[<prev] [next>] [<thread-prev] [thread-next>] [day] [month] [year] [list]
Message-ID: <20150708130553.GC13202@openwall.com>
Date: Wed, 8 Jul 2015 16:05:53 +0300
From: Solar Designer <solar@...nwall.com>
To: discussions@...sword-hashing.net
Subject: Re: [PHC] Memory-hard proof of work with fast verification (CPU Hash)
On Tue, Jul 07, 2015 at 03:29:21PM -0700, Bill Cox wrote:
> I _think_ I saw the impact of botnets on the Yescrypt-based crypto-currency
> (which does not use any ROM).
I doubt it.
Roughly how many CPUs did you see added to the network (by hashrate)?

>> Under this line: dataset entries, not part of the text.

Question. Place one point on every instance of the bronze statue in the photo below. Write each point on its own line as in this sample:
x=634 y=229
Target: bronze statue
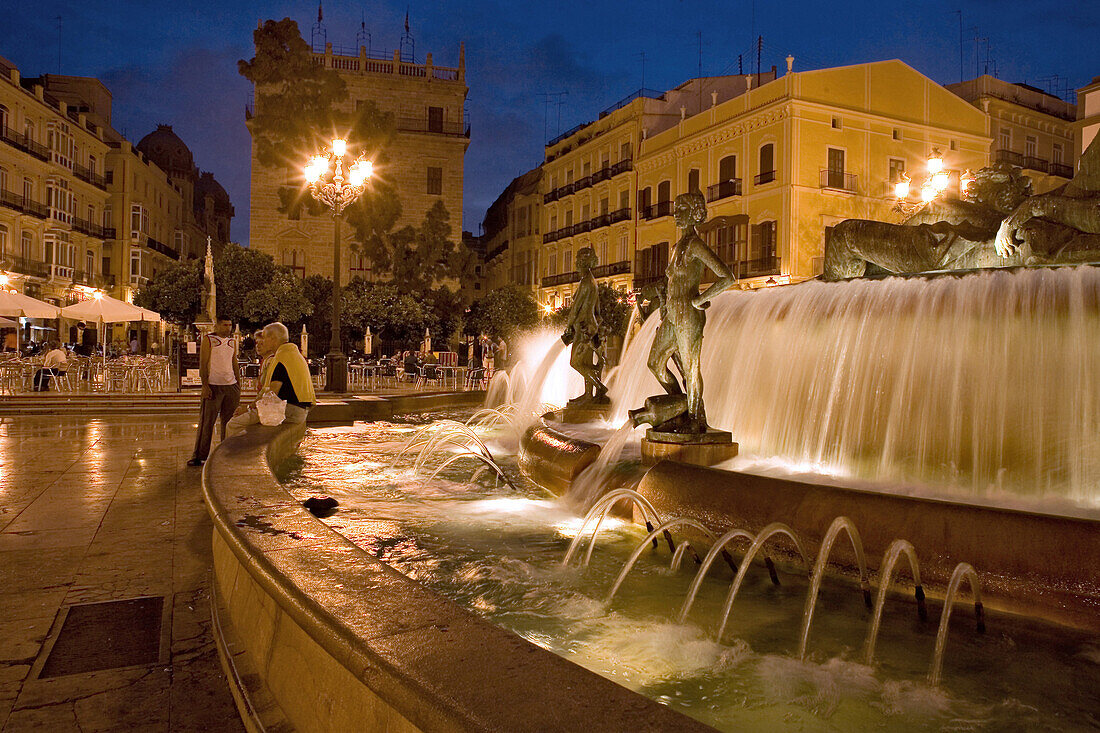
x=583 y=331
x=683 y=315
x=998 y=222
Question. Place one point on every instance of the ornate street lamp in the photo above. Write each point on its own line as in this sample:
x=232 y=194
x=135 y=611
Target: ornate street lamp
x=336 y=184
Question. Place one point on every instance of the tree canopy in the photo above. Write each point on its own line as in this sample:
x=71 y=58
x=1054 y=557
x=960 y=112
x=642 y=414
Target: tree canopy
x=502 y=313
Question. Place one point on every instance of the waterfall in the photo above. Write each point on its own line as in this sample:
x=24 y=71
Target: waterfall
x=983 y=384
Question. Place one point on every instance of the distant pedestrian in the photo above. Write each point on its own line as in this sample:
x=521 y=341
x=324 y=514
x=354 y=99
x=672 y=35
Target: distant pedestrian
x=221 y=385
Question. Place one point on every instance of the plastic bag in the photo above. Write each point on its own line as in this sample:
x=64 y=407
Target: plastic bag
x=272 y=409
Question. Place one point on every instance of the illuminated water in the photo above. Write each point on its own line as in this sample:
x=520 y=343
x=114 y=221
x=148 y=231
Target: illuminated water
x=498 y=553
x=985 y=386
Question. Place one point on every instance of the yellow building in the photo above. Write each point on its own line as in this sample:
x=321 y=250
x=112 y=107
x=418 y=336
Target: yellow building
x=791 y=157
x=53 y=193
x=1029 y=128
x=1088 y=116
x=512 y=237
x=425 y=160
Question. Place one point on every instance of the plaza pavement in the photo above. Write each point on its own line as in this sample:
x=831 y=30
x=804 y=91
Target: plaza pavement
x=100 y=510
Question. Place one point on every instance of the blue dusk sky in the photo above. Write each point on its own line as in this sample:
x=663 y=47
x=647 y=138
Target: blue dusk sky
x=176 y=62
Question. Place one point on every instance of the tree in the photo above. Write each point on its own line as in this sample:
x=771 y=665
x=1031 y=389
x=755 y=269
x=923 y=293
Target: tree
x=299 y=107
x=385 y=309
x=237 y=272
x=284 y=299
x=502 y=313
x=175 y=292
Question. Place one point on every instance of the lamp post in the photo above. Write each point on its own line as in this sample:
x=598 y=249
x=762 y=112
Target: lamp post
x=337 y=184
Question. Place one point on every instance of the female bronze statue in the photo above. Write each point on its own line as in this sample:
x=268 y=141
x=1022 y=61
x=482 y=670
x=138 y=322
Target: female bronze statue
x=683 y=315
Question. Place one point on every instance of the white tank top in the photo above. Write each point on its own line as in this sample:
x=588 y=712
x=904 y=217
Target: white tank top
x=222 y=353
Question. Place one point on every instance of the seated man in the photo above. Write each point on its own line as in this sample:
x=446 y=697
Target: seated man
x=285 y=373
x=54 y=365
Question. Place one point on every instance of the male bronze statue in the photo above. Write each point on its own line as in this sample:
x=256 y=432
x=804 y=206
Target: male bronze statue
x=683 y=315
x=583 y=332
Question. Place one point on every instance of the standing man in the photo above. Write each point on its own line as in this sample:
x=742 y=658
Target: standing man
x=221 y=385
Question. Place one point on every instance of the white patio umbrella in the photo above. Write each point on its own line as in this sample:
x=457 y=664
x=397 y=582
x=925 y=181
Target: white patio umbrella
x=105 y=309
x=23 y=306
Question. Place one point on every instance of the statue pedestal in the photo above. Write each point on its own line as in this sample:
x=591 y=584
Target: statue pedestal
x=700 y=449
x=584 y=412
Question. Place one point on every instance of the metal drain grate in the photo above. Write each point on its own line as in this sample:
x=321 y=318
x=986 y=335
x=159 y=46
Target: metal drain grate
x=96 y=636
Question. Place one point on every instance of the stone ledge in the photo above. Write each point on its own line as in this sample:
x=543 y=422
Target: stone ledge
x=343 y=642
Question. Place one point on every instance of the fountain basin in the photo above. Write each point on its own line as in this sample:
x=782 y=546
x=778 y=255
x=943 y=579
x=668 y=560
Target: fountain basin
x=1032 y=564
x=316 y=634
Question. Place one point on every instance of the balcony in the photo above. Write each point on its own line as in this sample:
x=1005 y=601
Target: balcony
x=766 y=265
x=89 y=176
x=91 y=228
x=162 y=248
x=24 y=204
x=657 y=210
x=432 y=127
x=622 y=166
x=724 y=189
x=1033 y=163
x=612 y=269
x=838 y=181
x=1009 y=156
x=1062 y=170
x=563 y=279
x=26 y=266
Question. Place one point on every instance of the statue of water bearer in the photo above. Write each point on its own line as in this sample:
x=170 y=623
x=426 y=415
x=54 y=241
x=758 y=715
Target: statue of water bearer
x=584 y=335
x=679 y=417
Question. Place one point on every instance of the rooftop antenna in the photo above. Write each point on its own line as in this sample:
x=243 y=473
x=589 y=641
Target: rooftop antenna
x=407 y=40
x=363 y=36
x=319 y=32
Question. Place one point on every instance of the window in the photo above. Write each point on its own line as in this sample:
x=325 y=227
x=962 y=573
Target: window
x=693 y=181
x=435 y=181
x=767 y=166
x=435 y=119
x=295 y=260
x=897 y=170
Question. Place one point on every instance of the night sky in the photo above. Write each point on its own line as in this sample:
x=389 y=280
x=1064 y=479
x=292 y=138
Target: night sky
x=176 y=62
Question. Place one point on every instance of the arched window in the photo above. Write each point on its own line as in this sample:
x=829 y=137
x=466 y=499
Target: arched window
x=767 y=167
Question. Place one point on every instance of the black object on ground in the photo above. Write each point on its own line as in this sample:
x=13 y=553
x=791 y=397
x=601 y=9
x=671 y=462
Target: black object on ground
x=321 y=506
x=96 y=636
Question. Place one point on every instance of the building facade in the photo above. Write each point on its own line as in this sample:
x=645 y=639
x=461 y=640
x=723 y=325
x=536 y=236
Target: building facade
x=1027 y=127
x=779 y=162
x=512 y=237
x=425 y=161
x=53 y=194
x=80 y=208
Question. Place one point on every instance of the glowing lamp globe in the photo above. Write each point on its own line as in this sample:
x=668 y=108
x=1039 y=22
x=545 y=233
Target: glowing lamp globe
x=901 y=188
x=935 y=162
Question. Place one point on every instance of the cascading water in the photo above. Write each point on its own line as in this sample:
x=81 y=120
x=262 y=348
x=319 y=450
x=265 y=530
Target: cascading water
x=978 y=385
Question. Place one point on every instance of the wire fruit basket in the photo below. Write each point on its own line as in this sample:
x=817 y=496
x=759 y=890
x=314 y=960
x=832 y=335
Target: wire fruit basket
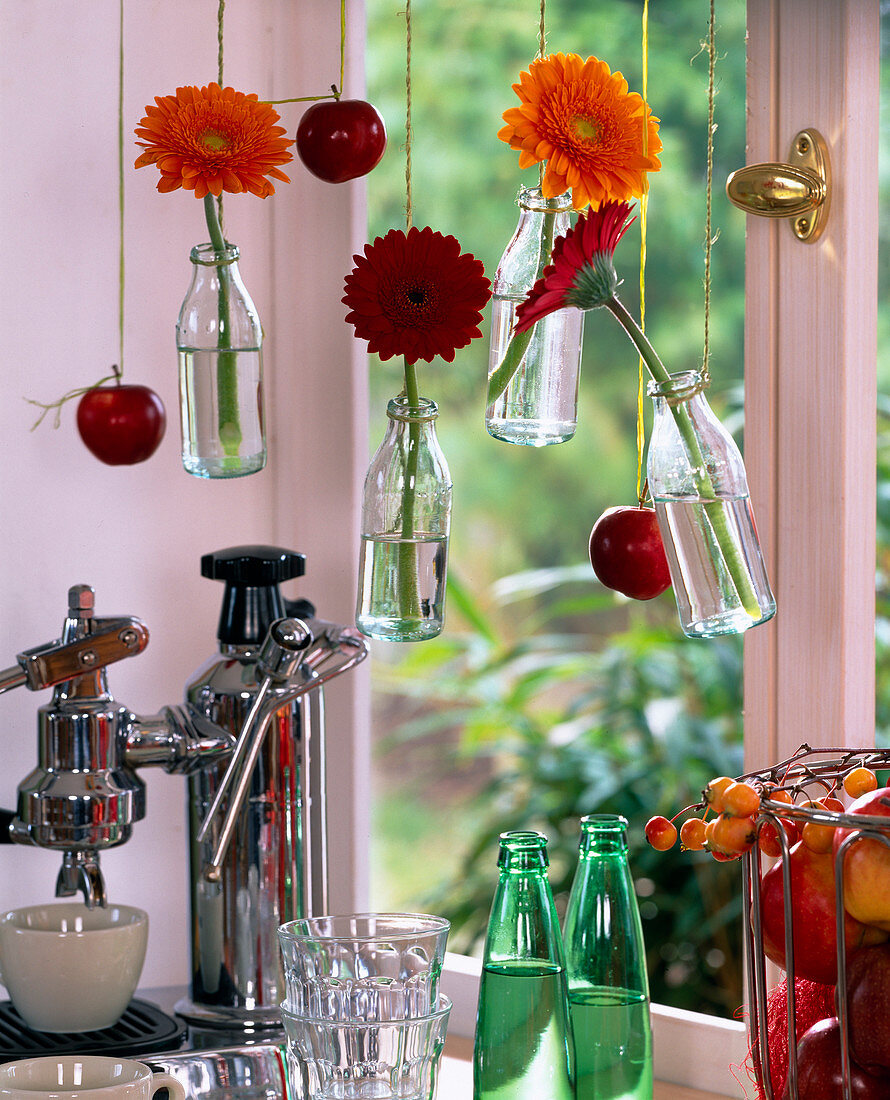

IIRC, those hashrate bumps were moderate in absolute terms,
corresponding to a small network someone might be a sysadmin of, or to
use of an affordable number of large Amazon EC2 instances at spot
pricing. It'd be surprising _not_ to see anyone try these things.
> Whenever someone posted enough BitCoins to
> make it interesting to have the Yescrypt based coins, suddenly the mining
> rate would hugely increase.
I haven't been paying attention, but IIRC the few network hashrate
figures I posted in here corresponded to like 300 quad-core CPUs
(something like 1 MH/s). Someone with one Amazon EC2 account could have
20 * 24-core instances, and that's like 120 quad-cores. If two persons
do this, it's 80% of the network hashrate.
And it is quite possible that they actually lost money doing this, like
most people mining cryptocoins probably do (on electricity), yet they
continue anyway.
> As soon as those BitCoins were bought, the
> mining rate would hugely decrease. It definitely seemed like someone
> controls a huge number of CPUs and can move them around quickly. I'm not
> sure it makes a ton of sense working on generic CPU based systems until
> there's some resolution to that.
I agree with you that the botnet maybe-threat is real. I just doubt
that we've seen it for that one tiny coin yet.